Now we take that same example and put User Secrets over the top. Now the Linux developer simply edits their User Secrets to change the file paths to suit their machine. They never touch appsettings.json at all, and everything works just perfectly.
Take another team I work with. They had in the past worked with a shared remote database in Azure for local development. This was causing all sorts of headaches when developers were writing or testing SQL migrations. Often their migrations would break other developers. Again, to not break the existing developers flow, I created User Secrets and showed the team how they could override the default SQL connection string to instead use their local development machine so we could slowly ween ourselves away from using a shared database.
Another example on a similar vein. The amount of times I’ve had developers install SQL server on their machine either as /SQLExpress or /MSSQLSERVER rather than a non-named instance. It happens all the time. Again, while I’m trying to help these developers out, sometimes it’s easier to just say, please add a user secret for your specific set up if you need it and we can resolve the issue later. It almost becomes an unblocking mechanism that developers can actually control their own configuration.

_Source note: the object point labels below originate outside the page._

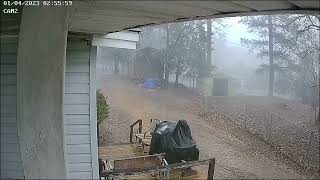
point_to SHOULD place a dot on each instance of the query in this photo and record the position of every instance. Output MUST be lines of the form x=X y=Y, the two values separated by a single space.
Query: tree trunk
x=271 y=71
x=176 y=82
x=178 y=72
x=116 y=67
x=166 y=70
x=209 y=32
x=166 y=77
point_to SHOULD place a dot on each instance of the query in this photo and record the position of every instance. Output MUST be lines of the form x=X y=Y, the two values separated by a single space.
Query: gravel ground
x=239 y=154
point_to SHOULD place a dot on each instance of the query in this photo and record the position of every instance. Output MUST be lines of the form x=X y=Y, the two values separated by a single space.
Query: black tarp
x=175 y=141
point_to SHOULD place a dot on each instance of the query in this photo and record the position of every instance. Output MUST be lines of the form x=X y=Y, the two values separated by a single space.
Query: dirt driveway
x=238 y=154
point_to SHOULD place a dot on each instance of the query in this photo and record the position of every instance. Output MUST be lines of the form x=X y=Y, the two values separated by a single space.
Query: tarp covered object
x=175 y=141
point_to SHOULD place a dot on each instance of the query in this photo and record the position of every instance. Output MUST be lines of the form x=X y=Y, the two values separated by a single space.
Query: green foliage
x=296 y=51
x=102 y=107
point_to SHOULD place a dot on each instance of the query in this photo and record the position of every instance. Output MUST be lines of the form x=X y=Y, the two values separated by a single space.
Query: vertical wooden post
x=131 y=133
x=270 y=130
x=140 y=126
x=246 y=117
x=212 y=163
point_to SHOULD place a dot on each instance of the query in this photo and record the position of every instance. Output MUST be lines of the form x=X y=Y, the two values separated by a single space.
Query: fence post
x=309 y=147
x=131 y=133
x=245 y=119
x=140 y=126
x=212 y=163
x=270 y=129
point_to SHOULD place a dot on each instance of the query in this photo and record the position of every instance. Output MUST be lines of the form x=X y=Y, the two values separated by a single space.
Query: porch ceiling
x=112 y=16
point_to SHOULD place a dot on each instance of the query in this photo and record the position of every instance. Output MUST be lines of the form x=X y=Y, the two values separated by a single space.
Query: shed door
x=220 y=87
x=11 y=165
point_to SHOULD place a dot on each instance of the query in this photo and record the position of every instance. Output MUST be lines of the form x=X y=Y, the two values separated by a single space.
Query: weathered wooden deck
x=120 y=151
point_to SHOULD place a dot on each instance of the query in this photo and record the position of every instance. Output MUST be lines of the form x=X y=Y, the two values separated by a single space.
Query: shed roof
x=111 y=16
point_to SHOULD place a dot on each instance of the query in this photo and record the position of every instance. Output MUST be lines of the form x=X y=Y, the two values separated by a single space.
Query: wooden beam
x=160 y=169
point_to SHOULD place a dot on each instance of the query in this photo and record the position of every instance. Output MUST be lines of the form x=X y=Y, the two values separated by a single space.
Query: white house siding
x=11 y=166
x=79 y=112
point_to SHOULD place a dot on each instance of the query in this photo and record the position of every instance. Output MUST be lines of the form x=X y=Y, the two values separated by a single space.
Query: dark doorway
x=220 y=87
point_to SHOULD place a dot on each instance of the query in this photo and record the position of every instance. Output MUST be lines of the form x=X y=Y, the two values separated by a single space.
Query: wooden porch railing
x=139 y=122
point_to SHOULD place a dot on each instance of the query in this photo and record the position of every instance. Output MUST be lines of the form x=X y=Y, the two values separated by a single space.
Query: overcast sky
x=235 y=31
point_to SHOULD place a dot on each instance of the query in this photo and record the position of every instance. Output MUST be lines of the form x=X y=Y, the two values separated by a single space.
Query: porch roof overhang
x=102 y=17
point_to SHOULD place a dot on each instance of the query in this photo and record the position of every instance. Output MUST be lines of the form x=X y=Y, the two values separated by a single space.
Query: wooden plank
x=93 y=113
x=77 y=78
x=15 y=166
x=10 y=157
x=8 y=58
x=8 y=69
x=76 y=119
x=166 y=168
x=138 y=163
x=79 y=148
x=77 y=60
x=77 y=54
x=77 y=129
x=77 y=67
x=76 y=109
x=9 y=119
x=10 y=148
x=77 y=139
x=8 y=109
x=77 y=45
x=76 y=99
x=8 y=79
x=9 y=138
x=80 y=175
x=77 y=88
x=9 y=48
x=79 y=158
x=8 y=90
x=15 y=174
x=80 y=167
x=9 y=129
x=8 y=100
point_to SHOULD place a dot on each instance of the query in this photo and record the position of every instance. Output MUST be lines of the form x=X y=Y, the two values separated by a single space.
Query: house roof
x=111 y=16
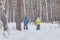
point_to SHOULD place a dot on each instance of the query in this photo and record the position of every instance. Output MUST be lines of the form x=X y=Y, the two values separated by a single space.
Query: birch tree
x=46 y=10
x=3 y=16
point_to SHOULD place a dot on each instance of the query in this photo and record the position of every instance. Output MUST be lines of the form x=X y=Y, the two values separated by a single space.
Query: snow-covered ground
x=48 y=31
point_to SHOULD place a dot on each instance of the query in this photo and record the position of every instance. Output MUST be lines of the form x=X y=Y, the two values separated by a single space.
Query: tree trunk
x=18 y=15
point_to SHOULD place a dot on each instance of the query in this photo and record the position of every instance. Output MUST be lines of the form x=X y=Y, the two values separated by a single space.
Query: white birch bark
x=46 y=10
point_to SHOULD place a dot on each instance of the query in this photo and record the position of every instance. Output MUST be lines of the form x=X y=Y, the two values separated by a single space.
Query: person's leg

What I don’t think User Secrets are good for are actual secrets. So for example, while creating an emailing integration, a developer put a Sendgrid API key in their User Secrets. But what happens when he pushes that code up? Is he just going to email that secret to developers that need it? It doesn’t really make sense. So anything that needs to be shared, should not be in User Secrets at all.
Just how do you deal with secrets that should be shared? The whole point of user secretes being a file in the home folder and not the project folder so that the file isn’t pushed to e.g. Git with other files, making it vulnerable to “public” exposure. This is why we don’t store shared secrets in appsettings.json, because that is normally pushed to Git with the rest of the source because it contains valuable, non-secret config data that should be shared.
For shared secrets, you should use a centralized secrets manager such as Azure Keyvault / AWS Secrets Manager etc.
I’ve been playing with adding in an additional local settings json and excluding all such files in the gitignore. I have and am using user secrets but I’ve never really liked them. Existing outside the repo I forget they are there and tracking them down with the id is sort of annoying if you don’t have VS to do it for you and you forget where they are, etc.
One could do something fancier but I’ve simply added an appsettings.Development.Local.json file to my start up after the stock appsettings files allowing me to have a default appsettings.Development.json for standard dev settings I want to share and allowing the appsettings.Development.json to essentially document what must to go into appsettings.Development.Local.json for your local only secrets, settings, config overrides, etc. I borrowed the idea from a Ruby of Rails repo I saw which did a similar thing with .env files by including a .env.example you would rename and fill in.
It has the downside of being in the repo making it is possible to commit accidentally if someone breaks the gitignore or misbehaves. But it has the merit of being right there in my IDE or project directory structure if and when I need it.